Phases 0-3 are merged to `main` (FinTabNet.c table topology + OCR content + table-only RAG +
DocLayNet layout + FUNSD relations). Phase 4 is the **capstone**: make the work presentable,
reportable, and reproducible. It is explicitly **not new research** — it assembles the existing
deterministic/custom metrics into one summary, a Gradio demo, and a written report.
GriTS/Ragas/DeepEval are future work.

All Drive evaluation artifacts are staged locally under `outputs/` (gitignored): metrics JSONs,
layout CSVs, the RAG chunk corpus, QA sets, table outputs, crops/regions. FUNSD raw is at
`data/raw/funsd/`.

## Locked decisions

- **Assemble, don't research.** GriTS / Ragas / DeepEval = future work, never a Phase 4 gate.
- **Report is the product; notebooks are runners** (P1/P2): aggregation in `.py`; notebooks only
pull branch + run a script + display tables/figures.
- **Demo is artifact-backed**, not live PDF -> layout -> TATR -> OCR -> RAG. The only live piece
is a QA box doing retrieval + answer generation over the **existing** chunk corpus.
- **Notebook numbering 06/07** (contiguous). **Entrypoint `scripts/run_demo.py`** (runners live
in `scripts/`; no root `app.py` unless HF Spaces later).
- **Demo degrades gracefully on two independent axes.** (a) *Retrieval stack:* default to
**BM25 retrieval-only** (pure CPU, no model); enable dense + RRF only when the embedding stack
is importable (a key-less reviewer may also lack a GPU). (b) *Answer generation:* gated solely
by `OPENROUTER_API_KEY` (disabled tab + key-missing message when absent). The demo must fully
launch with **neither**.
- **Report metrics generated from the summary, never hand-copied.** The builder emits
`phase4_summary.json` and a paste-ready markdown table; report numbers read from the table.
- **Commit policy:** `reports/phase4_metrics.md` is committed (generated report snippet);
`outputs/evaluation/phase4_summary.json` stays gitignored under `outputs/`. The no-drift gate
checks `reports/phase4_metrics.md` is byte-identical after a rebuild (the builder writes LF).
- **Retrieval reported as hit@1 / hit@5 / hit@10 + MRR@10 only.** With one relevant chunk per
question `recall@k == hit@k` (`src/eval_retrieval.py`), so recall@k is dropped from the report.

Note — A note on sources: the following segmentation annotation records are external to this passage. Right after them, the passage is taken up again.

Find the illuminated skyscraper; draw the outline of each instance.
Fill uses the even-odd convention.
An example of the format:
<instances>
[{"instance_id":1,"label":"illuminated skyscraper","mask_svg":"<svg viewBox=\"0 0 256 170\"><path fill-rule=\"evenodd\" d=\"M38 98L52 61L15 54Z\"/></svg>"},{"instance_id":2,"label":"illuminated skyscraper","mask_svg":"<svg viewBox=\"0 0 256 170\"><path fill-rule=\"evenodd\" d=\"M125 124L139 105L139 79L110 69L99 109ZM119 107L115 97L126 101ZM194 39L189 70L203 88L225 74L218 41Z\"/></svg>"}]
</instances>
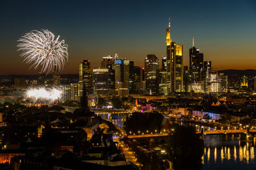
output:
<instances>
[{"instance_id":1,"label":"illuminated skyscraper","mask_svg":"<svg viewBox=\"0 0 256 170\"><path fill-rule=\"evenodd\" d=\"M146 80L146 90L150 94L159 92L156 71L159 68L159 61L154 54L149 54L145 59L145 77Z\"/></svg>"},{"instance_id":2,"label":"illuminated skyscraper","mask_svg":"<svg viewBox=\"0 0 256 170\"><path fill-rule=\"evenodd\" d=\"M161 69L157 71L157 79L159 81L159 94L168 94L166 83L166 70Z\"/></svg>"},{"instance_id":3,"label":"illuminated skyscraper","mask_svg":"<svg viewBox=\"0 0 256 170\"><path fill-rule=\"evenodd\" d=\"M183 45L172 41L169 27L166 29L166 84L168 94L183 91Z\"/></svg>"},{"instance_id":4,"label":"illuminated skyscraper","mask_svg":"<svg viewBox=\"0 0 256 170\"><path fill-rule=\"evenodd\" d=\"M90 93L92 92L92 80L90 62L88 60L84 60L79 64L79 83L84 85Z\"/></svg>"},{"instance_id":5,"label":"illuminated skyscraper","mask_svg":"<svg viewBox=\"0 0 256 170\"><path fill-rule=\"evenodd\" d=\"M134 67L134 94L141 94L143 92L143 71L141 67Z\"/></svg>"},{"instance_id":6,"label":"illuminated skyscraper","mask_svg":"<svg viewBox=\"0 0 256 170\"><path fill-rule=\"evenodd\" d=\"M129 95L129 64L127 59L115 60L115 88L120 96Z\"/></svg>"},{"instance_id":7,"label":"illuminated skyscraper","mask_svg":"<svg viewBox=\"0 0 256 170\"><path fill-rule=\"evenodd\" d=\"M130 61L129 67L129 92L132 94L134 89L134 62Z\"/></svg>"},{"instance_id":8,"label":"illuminated skyscraper","mask_svg":"<svg viewBox=\"0 0 256 170\"><path fill-rule=\"evenodd\" d=\"M189 48L189 71L193 76L193 81L198 83L203 80L204 53L199 52L199 49L194 46Z\"/></svg>"},{"instance_id":9,"label":"illuminated skyscraper","mask_svg":"<svg viewBox=\"0 0 256 170\"><path fill-rule=\"evenodd\" d=\"M162 69L166 69L166 57L162 56Z\"/></svg>"},{"instance_id":10,"label":"illuminated skyscraper","mask_svg":"<svg viewBox=\"0 0 256 170\"><path fill-rule=\"evenodd\" d=\"M117 55L117 54L116 54ZM109 94L115 94L115 60L110 55L103 57L101 68L108 69L108 87Z\"/></svg>"},{"instance_id":11,"label":"illuminated skyscraper","mask_svg":"<svg viewBox=\"0 0 256 170\"><path fill-rule=\"evenodd\" d=\"M93 86L94 95L108 96L108 69L95 68L93 69Z\"/></svg>"}]
</instances>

## Input artifacts (all verified present)

| Source | File | Headline keys |
|---|---|---|
| 1A topology | `outputs/evaluation/phase1a_topology_<run-id>.json` | row/col_count_accuracy, cell_occupancy_f1, spanning_cell_detection_rate (n=300) |
| 1B content | `outputs/evaluation/phase1b_content_<run-id>.json` | `aggregate` / `one_to_one` / `topology_matched_subset` cell metrics |
| 1C retrieval | `outputs/evaluation/rag/phase1c_retrieval.json` | corpora x {bm25,dense,rrf} x hit@{1,5,10}, mrr@10 |
| 1C QA | `outputs/evaluation/rag/phase1c_qa.json` | configs x {answer_exact, numeric_relaxed, citation_hit, abstain_rate} — GT vs OCR |
| 2 layout | `outputs/layout/diagnostic_pos.csv` + `diagnostic_neg.csv` + `smoke_structure.csv` | mean crop IoU, matched@0.50/0.75, table-free FP rate, crop->TATR OK rate |
| 3 FUNSD | `outputs/evaluation/phase3_funsd_relations.json` | `primary`="test_50.qa_links"; results[split][scope] P/R/F1 |

Default deliverable run-id is `mvp_rand` (Phase 1A/1B). **Phase 2 has no JSON**; the builder
aggregates it inline from the staged CSVs (no Colab re-run), matching the table-level matching +
FP definitions printed by `scripts/eval_layout_iou.py` (and `scripts/smoke_structure.py` for the
crop->TATR OK/WARN split). The inline aggregation reproduces the DEVLOG layout numbers exactly
(mean crop IoU 0.900; matched@0.50 0.900/0.916; matched@0.75 0.880/0.895; crop->TATR 285/286).

## Files

- `src/phase4_summary.py` (new) — pure helpers, no file/Drive/gradio IO: `summarize_topology` /
`_content` / `_retrieval` (drops recall@k) / `_qa` / `_funsd` (headline from the JSON's own
`primary` pointer); `layout_metrics_from_rows(pos, neg, smoke)` (aggregation over parsed CSV
rows); `build_summary(parts)` (missing part -> `{"available": false}`);
`render_metrics_markdown(summary)` (deterministic paste-ready table). Style of
`src/eval_funsd.py`.
- `scripts/build_phase4_summary.py` (new) — reads the five JSONs + three layout CSVs, calls the
pure helpers, writes `outputs/evaluation/phase4_summary.json` (gitignored) +
`reports/phase4_metrics.md` (committed, LF). Graceful on a missing artifact.
- `scripts/run_demo.py` (new, PR-C) — Gradio app; `gradio` imported inside the script only (never
from `src/` or tests); BM25 retrieval default, dense/RRF only if the embedding stack imports;
answer generation gated by `OPENROUTER_API_KEY`. Reuses `src/retrieval.py`, `src/llm_client.py`.
Tabs: Overview, Table QA, Table Extraction, Layout, FUNSD Relations, Limitations.
- `notebooks/06_demo.ipynb` (PR-C), `notebooks/07_final_report.ipynb` (PR-B) — Colab runners.
- `reports/final_report.md` (PR-B) — methodology, metrics (generated-from-summary), GT-vs-OCR
separation, limitations, future work, "reproduce in this order".
- `tests/test_phase4_summary.py` (new) — synthetic fixtures only (P3).
- Docs: `README.md` status refresh (no stale "Phase 2 active"); `DEVLOG.md` entry; `PLAN.md` §7.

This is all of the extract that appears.